Posted by debito on May 5th, 2009
Hi Blog. Continuing in the eye-blinkingly ludicrous trend of issuing government residency documents to things that can’t actually reside anywhere, we have the fifth in the series, behind Tama-Chan the sealion in Yokohama (2003), Tetsuwan Atomu in Niiza (2003), Crayon Shin-chan in Kusakabe (2004), and Lucky Star in Washinomiya (2008), of a juuminhyou Residency Certificate now being granted to a photogenic sea otter in Kushiro, Hokkaido.
Juuminhyou been impossible to issue, despite decades of protest, to taxpaying foreign residents because “they aren’t Japanese citizens” (and because they aren’t listed on the juumin kihon daichou, NJ aren’t even counted within many local government population tallies!). Oh, well, seafaring mammals and anime characters aren’t citizens either, but they can be “special residents” and bring in merchandising yen. Why I otter…!
We now have GOJ proposals to put NJ on juuminhyou at long last. But not before time (we’re looking at 2012 before this happens), and after far too much of this spoon-biting idiocy. Arudou Debito in Sapporo
Kushiro gives sea otter special residency status
Thursday 30th April, 07:15 AM JST Courtesy of Mark M-T and MJ
KUSHIRO — The city of Kushiro in Hokkaido has awarded special residency status to a sea otter which began appearing in the Kushiro River in February. The award ceremony for the sea otter, named Ku-chan, was held Wednesday at the riverbank near Nusamai Bruidge, where the sea otter has often been spotted.
Ku-chan appeared during a ceremony speech being delivered by Mayor Hiroya Ebina. The residency card bears the sea otter’s name, favorite food and ID photo.

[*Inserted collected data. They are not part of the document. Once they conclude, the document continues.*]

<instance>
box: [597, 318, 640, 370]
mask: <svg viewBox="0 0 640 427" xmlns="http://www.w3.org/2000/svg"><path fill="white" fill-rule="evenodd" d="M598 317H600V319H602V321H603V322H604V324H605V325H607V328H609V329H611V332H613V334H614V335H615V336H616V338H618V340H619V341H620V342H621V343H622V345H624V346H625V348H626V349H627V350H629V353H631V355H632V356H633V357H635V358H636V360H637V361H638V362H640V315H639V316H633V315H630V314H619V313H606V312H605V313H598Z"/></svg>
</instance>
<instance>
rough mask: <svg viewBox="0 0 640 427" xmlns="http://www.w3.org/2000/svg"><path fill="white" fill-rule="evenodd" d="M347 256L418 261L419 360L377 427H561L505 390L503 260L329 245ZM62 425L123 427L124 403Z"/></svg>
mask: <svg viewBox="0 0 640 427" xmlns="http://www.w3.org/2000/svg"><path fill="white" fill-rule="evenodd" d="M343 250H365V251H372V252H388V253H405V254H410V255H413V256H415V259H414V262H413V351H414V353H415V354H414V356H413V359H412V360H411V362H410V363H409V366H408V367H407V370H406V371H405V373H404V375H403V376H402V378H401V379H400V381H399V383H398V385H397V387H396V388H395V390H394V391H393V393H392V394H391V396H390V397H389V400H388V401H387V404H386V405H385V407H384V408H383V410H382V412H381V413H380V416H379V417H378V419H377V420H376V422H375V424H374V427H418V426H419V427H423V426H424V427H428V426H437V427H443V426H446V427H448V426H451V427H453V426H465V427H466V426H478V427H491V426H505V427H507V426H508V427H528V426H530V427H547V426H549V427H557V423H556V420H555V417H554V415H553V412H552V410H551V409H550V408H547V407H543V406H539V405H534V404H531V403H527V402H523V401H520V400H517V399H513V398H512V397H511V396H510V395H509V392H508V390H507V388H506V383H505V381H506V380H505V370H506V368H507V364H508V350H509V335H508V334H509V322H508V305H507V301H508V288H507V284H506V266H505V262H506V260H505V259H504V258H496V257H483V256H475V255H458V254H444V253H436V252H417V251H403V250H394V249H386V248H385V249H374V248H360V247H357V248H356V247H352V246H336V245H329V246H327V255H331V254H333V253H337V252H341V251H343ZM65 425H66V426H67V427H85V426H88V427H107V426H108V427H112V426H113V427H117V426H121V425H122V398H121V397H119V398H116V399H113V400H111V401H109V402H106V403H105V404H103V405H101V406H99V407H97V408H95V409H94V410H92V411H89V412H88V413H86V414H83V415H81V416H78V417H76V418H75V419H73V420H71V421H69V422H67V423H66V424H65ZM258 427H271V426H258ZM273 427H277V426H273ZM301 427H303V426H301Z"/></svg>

Copies of the card will be distributed free of charge at kiosks and a shopping complex near the bridge.
Popular sea otter receives special residency status
KUSHIRO, Hokkaido — A wild sea otter has become a special resident here, after making a contribution to the city by attracting many tourists.
The otter, dubbed “Ku-chan,” began appearing in Kushiro River in February and was awarded special residency status from the city of Kushiro in Hokkaido last week.
The economic benefit to the local area generated by the sea otter, which has been attracting visitors even from outside of the country, is said to reach about 50 million yen per month.
“It seems like he has the will to receive it,” said Kushiro mayor Hiroya Ebina, commenting on the otter’s appearance immediately after the award ceremony, held at a square near the foot of Nusamai Bridge.
Copies of Ku-chan’s residency card are provided free as souvenirs upon request.